Titelbild Liebe im Glas – Grafik mit weißen Kirschblüten auf hellblauem Hintergrund, mittig weißes Textfeld mit dem Serientitel Liebe im Glas und dem Untertitel Pfifferlinge & Steinpilze

Pilzblick

Kaum zwei Meter vom Wanderpfad. Ein Miniwald aus jungen Fichten, dicht, feucht, steil. Ich schleiche hinein. Stehe da, die Füße wie Anker, das Denken im Moos.

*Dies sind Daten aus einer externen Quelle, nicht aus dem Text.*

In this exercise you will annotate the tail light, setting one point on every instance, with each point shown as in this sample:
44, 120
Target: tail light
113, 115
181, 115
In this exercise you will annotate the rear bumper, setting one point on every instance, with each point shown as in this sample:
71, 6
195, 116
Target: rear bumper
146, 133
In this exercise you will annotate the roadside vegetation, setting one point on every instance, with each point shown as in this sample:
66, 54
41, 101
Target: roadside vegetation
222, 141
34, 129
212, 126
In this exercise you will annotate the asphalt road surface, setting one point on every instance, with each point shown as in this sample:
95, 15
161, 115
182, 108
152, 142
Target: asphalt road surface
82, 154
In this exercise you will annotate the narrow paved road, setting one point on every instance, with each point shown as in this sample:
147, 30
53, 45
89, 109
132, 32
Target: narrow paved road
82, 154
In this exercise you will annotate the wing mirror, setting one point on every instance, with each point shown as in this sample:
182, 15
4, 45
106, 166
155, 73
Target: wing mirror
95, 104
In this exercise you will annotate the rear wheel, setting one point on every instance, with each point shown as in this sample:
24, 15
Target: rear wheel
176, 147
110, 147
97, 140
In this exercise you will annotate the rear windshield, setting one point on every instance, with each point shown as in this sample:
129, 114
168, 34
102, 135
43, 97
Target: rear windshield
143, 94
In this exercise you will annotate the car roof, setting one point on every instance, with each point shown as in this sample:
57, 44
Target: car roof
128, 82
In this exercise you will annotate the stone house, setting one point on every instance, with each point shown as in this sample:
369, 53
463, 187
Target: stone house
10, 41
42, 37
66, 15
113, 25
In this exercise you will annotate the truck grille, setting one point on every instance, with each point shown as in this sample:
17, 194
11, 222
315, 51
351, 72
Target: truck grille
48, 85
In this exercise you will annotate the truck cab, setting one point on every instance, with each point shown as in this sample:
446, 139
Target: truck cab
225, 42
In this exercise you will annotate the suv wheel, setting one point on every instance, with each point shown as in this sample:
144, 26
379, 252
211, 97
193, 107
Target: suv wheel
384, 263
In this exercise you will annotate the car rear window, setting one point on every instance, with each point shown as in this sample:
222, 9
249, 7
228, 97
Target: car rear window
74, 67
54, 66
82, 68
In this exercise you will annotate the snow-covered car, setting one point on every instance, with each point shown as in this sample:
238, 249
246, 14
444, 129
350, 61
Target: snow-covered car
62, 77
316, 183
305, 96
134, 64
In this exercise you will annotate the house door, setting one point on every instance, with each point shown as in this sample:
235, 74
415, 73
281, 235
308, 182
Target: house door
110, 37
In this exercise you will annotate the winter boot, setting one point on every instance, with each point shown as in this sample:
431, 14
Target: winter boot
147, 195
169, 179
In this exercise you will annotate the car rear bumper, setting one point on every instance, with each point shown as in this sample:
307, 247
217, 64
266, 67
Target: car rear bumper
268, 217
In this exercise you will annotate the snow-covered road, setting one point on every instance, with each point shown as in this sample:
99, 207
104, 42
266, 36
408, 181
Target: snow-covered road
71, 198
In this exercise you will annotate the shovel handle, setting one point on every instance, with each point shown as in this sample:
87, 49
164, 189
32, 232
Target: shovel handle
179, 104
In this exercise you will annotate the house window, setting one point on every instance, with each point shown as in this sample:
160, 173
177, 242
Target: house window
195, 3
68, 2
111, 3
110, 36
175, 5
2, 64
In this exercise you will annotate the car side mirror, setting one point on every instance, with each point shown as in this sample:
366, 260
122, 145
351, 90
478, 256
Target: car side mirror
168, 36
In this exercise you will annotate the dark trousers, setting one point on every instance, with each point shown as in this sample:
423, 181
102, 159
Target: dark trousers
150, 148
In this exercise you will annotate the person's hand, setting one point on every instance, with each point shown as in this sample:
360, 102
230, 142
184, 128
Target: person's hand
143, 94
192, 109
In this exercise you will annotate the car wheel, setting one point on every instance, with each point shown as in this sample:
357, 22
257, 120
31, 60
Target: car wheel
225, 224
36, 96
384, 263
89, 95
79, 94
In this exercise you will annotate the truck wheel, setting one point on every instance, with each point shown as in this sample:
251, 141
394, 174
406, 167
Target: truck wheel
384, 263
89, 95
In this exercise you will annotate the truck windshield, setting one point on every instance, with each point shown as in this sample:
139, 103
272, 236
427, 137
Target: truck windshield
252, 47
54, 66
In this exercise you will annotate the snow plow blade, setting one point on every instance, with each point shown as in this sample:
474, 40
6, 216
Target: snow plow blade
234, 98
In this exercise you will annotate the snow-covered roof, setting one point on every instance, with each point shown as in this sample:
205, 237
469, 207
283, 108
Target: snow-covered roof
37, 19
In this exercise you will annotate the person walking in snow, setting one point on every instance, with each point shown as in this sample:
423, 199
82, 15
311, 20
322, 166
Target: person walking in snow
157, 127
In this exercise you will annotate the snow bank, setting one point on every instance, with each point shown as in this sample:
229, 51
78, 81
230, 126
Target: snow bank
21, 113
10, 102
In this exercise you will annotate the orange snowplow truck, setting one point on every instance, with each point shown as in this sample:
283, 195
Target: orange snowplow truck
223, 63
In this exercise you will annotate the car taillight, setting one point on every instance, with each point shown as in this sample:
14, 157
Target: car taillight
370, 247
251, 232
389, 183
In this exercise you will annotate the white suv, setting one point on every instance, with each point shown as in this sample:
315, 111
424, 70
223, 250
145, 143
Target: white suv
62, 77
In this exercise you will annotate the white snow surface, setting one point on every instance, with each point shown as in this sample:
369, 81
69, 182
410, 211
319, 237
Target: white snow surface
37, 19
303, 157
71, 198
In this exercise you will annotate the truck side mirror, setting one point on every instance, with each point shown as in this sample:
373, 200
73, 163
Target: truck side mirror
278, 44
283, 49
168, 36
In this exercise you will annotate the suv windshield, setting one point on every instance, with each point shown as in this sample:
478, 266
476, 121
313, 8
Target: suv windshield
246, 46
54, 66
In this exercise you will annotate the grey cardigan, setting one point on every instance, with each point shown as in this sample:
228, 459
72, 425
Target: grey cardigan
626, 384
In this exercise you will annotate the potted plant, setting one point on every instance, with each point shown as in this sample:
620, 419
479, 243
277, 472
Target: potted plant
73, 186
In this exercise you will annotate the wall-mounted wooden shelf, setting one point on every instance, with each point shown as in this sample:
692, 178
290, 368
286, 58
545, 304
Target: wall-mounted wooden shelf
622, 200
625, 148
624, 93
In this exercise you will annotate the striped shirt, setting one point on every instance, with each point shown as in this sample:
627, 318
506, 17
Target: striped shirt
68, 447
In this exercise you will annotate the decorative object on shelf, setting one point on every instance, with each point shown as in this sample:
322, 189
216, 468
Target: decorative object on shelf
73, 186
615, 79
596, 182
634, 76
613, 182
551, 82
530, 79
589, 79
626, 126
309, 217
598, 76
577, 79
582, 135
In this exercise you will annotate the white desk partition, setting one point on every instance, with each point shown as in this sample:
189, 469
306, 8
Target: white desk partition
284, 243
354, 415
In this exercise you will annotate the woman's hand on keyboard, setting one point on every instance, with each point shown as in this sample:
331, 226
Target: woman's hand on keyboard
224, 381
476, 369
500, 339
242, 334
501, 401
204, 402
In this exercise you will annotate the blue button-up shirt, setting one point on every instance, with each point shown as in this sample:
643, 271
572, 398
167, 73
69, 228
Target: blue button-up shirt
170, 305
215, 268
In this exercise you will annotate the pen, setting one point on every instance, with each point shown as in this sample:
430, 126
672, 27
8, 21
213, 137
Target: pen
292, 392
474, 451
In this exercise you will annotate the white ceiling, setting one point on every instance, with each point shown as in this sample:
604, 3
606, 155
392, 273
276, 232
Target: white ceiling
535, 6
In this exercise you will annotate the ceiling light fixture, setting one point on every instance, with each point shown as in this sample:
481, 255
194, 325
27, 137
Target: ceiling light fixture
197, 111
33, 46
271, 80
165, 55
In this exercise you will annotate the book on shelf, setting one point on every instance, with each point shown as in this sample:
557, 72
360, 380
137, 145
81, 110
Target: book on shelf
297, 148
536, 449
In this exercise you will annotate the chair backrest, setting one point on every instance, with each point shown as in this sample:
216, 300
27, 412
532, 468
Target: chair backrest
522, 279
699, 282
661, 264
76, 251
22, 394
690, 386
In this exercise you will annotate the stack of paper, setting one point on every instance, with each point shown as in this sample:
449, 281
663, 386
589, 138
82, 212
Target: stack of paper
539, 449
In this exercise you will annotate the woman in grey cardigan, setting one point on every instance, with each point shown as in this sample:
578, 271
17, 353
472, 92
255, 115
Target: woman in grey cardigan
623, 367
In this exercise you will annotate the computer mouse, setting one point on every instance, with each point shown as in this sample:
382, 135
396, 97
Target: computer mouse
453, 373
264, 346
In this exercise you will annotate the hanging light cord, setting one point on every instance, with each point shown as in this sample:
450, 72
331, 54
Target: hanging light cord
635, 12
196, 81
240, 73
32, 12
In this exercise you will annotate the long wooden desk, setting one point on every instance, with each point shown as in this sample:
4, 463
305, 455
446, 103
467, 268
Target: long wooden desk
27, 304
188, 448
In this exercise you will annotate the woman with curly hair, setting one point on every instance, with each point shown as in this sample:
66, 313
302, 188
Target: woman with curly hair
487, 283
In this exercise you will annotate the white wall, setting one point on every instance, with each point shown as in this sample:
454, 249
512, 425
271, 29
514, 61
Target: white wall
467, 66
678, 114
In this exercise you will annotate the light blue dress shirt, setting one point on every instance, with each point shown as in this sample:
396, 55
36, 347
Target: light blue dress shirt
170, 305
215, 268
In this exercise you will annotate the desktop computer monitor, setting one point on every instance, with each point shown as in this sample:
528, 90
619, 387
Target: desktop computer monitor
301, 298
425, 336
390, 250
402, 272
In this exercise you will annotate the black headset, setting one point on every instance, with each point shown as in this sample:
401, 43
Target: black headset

Wer nicht im Moment ist, übersieht die kleinen orangen Tupfer. Kein spirituelles Gesetz – eher praktisches. Ich hatte ein Gefühl, bin wie ein Hund durchs Dickicht, habe visuelle Witterung aufgenommen. Und dann saß ich da. Hosenboden auf Waldboden. Die jungen Fichten pieksten mit ihren Nadeln – Akupunktur, überall. Und griff hinein: Ein Kilo, schätze ich.

Normalerweise ist Ulf der Pilzheld. Gutes Auge, feines Gespür, sehr ausdauernd. Diesmal bin ich vorne. Das sage ich nicht oft.

Er hatte weiter oben gesammelt. Steinpilze. Zwei Kilo. Wettbewerb: unentschieden.

Ein Kilo Pfifferlinge, zwei Kilo Steinpilze, eine Küche voller Pilzduft. Und die Frage, die immer kommt:
Was tun mit dem Überfluss?

Steinpilze marniert im Glas

Steinpilze mariniert

Menge ca. 2 Gläser à 300 ml

Zutaten 
1 kg Steinpilze 200 ml Apfelessig 100 ml Weißwein 200 ml Olivenöl 3 Knoblauchzehen 1 Chili 2 Zweige Rosmarin 2 Lorbeerblätter 1 TL Pfefferkörner

Zubereitung
Sorgfältig putzen, dünn schneiden. Das dauert. Sud aus Apfelessig, Weißwein, Pfeffer, Lorbeer, Knoblauch, Chili, Rosmarin. Aufkochen, Pilze hinein, kurz ziehen lassen. Nicht reden, nur rühren.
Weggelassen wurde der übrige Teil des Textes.